Peneliti Temukan Kemungkinan Pemicu Pembekuan Darah Vaksin Covid-19

Vaksin Covid-19 diduga memicu reaksi berantai.

Yasinta Rahmawati | Rosiana Chozanah
Minggu, 16 Mei 2021 | 14:00 WIB
Peneliti Temukan Kemungkinan Pemicu Pembekuan Darah Vaksin Covid-19

Peneliti Temukan Kemungkinan Pemicu Pembekuan Darah Vaksin Covid-19

himedik.com - Sekelompok peneliti asal Jerman memberikan penjelasan yang mungkin jadi alasan mengapa vaksin Covid-19 AstraZeneca dan Johnson & Johnson terkadang memicu peristiwa pembekuan darah langka.

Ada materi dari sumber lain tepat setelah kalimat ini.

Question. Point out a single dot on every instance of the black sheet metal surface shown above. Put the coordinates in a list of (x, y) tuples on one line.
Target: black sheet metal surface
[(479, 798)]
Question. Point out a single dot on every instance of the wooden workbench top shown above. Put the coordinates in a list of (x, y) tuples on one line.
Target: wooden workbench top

Kelompok yang dipimpin Andreas Greinacher, kepala Institut Pengobatan Imunologi dan Transfusi di Rumah Sakit Universitas Greifswald, menjelaskan reaksi berantai yang melibatkan pengawet dan protein tertentu dalam vaksin yang mungkin menyebabkan pembekuan darah.

Greinacher menduga mekanisme yang menyebabkan pembekuan darah langka mungkin umum pada kedua vaksin, sebab, keduanya menggunakan adenovirus yang dimodifikasi.

"Asumsi saya adalah, dan itu hipotesis, bahwa pembekuan darah langka itu adalah efek kelas dari vaksin yang menggunakan adenovirus," jelas Greinacher, dilansir Live Science.

Jadi, memahami penyebab pembekuan darah merupakan hal penting bagi vaksin generasi berikutnya. karena SARS-CoV-2 akan tetap ada dan vaksinasi kemungkinan besar akan menjadi musiman.

Ilustrasi pembekuan darah (Freepik/sci8indy)
Ilustrasi pembekuan darah (Freepik/sci8indy)

Bagaimana vaksin dapat menyebabkan pembekuan darah?

Kelompok Greinacher berhipotesis, dalam kasus yang jarang terjadi protein di dalam vaksin dapat memicu respon kekebalan yang cepat menyebar ke seluruh tubuh.

Dalam vaksin AstraZeneca, respon seluruh tubuh mungkin muncul, sebagian, karena asam ethylenediaminetetraacetic (EDTA) atau pengawet dan penstabil umum yang ditemukan dalam obat-obatan.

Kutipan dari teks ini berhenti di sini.